On the System or Theory of the Trade of the World is an immediate precursor to the first modern economic texts, written by Isaac Gervaise and published in 1720.

Along with several other early economic texts, Gervaise was building on the efforts to understand the catastrophic damage that the unstable value of gold had wreaked upon Europe during the two centuries of price revolution that had occurred up to that point. During that period, the importation of gold from the New World had caused relatively enormous inflation in Europe, especially Spain, with fluctuations of deflation in between.

==The book==

Written thirty years before Ferdinando Galiani's book on monetary theory, Della Moneta (which may have built upon it), Trade of the World attempted to examine the same problems that prompted Galiani, though he did so in a more primitive way.

Among the topics he explicitly identifies and addresses are "Credit, and Its Effects on Trade", "The Balance of Trade", and inflation/deflation, which he refers to as "Accidents that Change the Proportion of Particular Denominators" and "Altering the Denomination of Coin". He goes on to discuss other, non-monetary economic issues, like manufacturing and businesses.

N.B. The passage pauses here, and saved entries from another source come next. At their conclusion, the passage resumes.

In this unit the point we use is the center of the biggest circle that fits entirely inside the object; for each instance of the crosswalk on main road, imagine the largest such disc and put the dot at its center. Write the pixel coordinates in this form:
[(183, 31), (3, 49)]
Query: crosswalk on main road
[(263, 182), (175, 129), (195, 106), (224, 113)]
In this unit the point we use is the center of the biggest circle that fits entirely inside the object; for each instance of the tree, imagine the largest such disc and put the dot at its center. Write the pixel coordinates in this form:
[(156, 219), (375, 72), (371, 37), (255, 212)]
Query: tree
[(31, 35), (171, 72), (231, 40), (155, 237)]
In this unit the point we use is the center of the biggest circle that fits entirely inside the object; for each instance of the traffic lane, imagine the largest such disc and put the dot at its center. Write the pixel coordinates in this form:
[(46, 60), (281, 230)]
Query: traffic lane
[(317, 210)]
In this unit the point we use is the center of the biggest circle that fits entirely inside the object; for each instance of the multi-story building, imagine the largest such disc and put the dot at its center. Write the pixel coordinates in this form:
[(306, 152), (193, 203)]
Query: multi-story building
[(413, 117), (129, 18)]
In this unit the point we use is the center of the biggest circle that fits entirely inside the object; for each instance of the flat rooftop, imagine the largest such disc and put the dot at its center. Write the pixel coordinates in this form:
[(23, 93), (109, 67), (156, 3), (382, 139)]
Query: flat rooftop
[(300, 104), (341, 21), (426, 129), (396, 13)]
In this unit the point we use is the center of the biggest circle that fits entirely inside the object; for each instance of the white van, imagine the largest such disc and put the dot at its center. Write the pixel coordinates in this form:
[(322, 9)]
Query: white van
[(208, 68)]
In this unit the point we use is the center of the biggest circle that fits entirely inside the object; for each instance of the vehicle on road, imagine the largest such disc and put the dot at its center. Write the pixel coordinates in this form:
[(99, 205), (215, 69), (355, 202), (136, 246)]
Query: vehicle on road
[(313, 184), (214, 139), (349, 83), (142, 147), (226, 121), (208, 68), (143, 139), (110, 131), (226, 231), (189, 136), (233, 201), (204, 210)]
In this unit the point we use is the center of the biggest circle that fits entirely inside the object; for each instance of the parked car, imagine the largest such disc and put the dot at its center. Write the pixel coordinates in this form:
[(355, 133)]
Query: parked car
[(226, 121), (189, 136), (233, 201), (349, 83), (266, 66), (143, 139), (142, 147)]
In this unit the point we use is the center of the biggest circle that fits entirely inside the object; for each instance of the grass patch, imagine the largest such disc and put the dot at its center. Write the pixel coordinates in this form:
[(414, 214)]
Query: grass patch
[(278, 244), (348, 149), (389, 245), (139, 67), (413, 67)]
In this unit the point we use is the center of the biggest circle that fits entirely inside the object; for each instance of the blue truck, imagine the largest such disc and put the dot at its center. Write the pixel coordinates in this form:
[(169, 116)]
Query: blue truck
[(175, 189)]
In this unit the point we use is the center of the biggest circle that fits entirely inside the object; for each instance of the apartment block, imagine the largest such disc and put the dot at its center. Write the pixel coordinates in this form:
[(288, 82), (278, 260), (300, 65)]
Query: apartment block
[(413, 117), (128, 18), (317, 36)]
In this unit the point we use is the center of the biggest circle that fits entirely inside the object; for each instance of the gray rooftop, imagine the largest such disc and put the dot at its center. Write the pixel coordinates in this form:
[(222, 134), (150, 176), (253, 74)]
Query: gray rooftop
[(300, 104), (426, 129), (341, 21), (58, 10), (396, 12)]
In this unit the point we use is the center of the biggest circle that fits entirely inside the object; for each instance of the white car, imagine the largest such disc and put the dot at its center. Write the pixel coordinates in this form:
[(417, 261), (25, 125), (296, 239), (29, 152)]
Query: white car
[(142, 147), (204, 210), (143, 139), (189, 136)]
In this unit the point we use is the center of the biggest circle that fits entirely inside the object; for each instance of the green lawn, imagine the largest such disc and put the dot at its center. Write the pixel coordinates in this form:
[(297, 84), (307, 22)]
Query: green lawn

The book is subtitled And showing the Pernicious Consequences of CREDIT, and that it destroys the Purpose of National Trade...and thus it's no surprise that Gervaise concludes the special favours granted in mercantilism, essentially protectionism and state-imposed corporate oligopoly and funding, are harmful to the economy and have caused many of the more recent inflation problems. At the time of its publication, in fact, the Royal Lustring Company had lost its own charter amid scandal, after having operated for the previous 23 years in such a capacity. The company, which dealt in the manufacture of fabric using Asian silk, had gone out of business in a catastrophic way that would seem familiar with the corporate crises of the early 21st century, including a calls for a bailout and trade protection. His own family an investor in that company, all of this is alluded to by Gervaise in his own book's foreword.